# Classic - Wooden steam knob



## luke (Dec 7, 2016)

Hi all,

I've decided to give my machine (2006 Gaggia classic) a well overdue strip down and upgrade. I've had the basics done for a while now (Brass dispersion plate, IMS screen, Rancillo wand, OPV adjusted), I've got a @MrShades PID system on the way which I'm very much looking forward to installing. I'm also going to dismantle the boiler and give it a good descale and replace all the O-seals whilst I'm at it.

Alongside those improvements I'm also thinking about some cosmetic bits and bobs - One of them being a wooden steam knob. I've looked around the forum and have seen what @jimbojohn55 did which looked great -

https://www.coffeeforums.co.uk/topic/27596-gaggia-wooden-knob-first-pimp?do=embed

And whilst trawling the internet I found a few other examples (attached below). I was wondering if anyone else has had a go at this?

My idea was gonna be to get some hardwood dowel that has the same diameter as the steam knob (32mm), cut it to size, drill a hole and use a file to create the 'D' shape required to slide onto the steam arm. Then finally treat with some oil (or something to give it a bit of protection).

Whilst I'm at it I'd tempted to look at powder-coating the machine and making/sourcing a wooden portafilter handle.

I realise that I could just upgrade to a Lelit or other prosumer machine with wooden details. But I quite fancy having a go at pimping the classic first. 🤪


----------



## NitJay (May 18, 2020)

I'm also interested in different steam knob, I've always felt the plastic one feels cheap. Will be interested to see if your idea works!


----------



## Joe shorrock (Nov 18, 2019)

My mate turned his own knob out of olive wood looks lovely!


----------



## luke (Dec 7, 2016)

.


----------



## luke (Dec 7, 2016)

That's lovely @Joe shorrock I doubt my efforts will look quite as good as this but we'll see.

I've managed to source some 38mm (diameter) oak dowel from eBay - Decided on oak as I've got a Niche on the way so way hoping to get a similar look.

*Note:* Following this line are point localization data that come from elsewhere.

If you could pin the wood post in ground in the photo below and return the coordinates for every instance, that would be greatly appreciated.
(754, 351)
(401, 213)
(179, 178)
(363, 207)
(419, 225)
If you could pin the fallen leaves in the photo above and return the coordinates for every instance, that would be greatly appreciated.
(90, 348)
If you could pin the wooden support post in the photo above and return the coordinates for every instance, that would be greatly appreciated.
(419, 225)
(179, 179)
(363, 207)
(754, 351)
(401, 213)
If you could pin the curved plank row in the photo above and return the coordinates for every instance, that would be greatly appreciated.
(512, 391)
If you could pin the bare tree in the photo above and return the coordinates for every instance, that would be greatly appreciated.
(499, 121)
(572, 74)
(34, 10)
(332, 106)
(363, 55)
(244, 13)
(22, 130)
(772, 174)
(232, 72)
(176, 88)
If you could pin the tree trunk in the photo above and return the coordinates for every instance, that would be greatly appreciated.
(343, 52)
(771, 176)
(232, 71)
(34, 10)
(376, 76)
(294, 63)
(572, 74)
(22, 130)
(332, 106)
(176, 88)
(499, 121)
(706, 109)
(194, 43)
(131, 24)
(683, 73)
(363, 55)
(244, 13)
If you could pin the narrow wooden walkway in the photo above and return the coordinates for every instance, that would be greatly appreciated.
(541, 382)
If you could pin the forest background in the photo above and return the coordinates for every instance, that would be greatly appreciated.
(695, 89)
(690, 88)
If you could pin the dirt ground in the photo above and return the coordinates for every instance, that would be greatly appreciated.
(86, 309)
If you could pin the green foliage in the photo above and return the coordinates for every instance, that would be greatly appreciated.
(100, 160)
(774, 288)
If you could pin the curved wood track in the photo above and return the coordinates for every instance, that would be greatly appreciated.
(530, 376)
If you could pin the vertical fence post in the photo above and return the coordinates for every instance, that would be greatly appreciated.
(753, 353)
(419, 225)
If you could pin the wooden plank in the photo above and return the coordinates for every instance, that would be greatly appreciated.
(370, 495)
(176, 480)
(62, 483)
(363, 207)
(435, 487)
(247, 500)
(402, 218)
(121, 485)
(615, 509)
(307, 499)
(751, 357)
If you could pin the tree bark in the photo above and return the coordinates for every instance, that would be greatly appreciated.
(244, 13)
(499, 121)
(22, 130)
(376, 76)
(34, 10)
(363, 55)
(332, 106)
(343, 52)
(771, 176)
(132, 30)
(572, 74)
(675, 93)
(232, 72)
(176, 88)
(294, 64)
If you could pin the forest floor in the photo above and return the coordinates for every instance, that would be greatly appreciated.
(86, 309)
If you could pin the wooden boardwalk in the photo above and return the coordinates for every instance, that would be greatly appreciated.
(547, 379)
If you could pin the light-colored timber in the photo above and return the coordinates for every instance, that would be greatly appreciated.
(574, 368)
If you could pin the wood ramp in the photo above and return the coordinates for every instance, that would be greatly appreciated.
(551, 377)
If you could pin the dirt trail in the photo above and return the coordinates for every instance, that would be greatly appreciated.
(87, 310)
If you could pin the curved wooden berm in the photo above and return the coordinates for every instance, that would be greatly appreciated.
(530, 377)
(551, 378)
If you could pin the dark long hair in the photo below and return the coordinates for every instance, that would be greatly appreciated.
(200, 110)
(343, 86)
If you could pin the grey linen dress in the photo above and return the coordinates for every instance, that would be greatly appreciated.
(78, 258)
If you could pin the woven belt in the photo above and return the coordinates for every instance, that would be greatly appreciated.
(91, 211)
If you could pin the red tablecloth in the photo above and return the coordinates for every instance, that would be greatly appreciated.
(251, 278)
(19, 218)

My plan is to cut and sand down to size before finishing. I'm going to attempt to make a Portafilter handle too. I'll post updates of how things go.


----------



## NitJay (May 18, 2020)

This came up on my Instagram today, thought it might be of interest.


----------



## luke (Dec 7, 2016)

Interesting, nice find @NitJay!

Not sure about walnut/teak wood with the chrome of the machine. It somehow makes it feel kinda antique 😅

Hopefully the oak is a little more what I'm picturing. It's coming tomorrow so we'll see 🤞


----------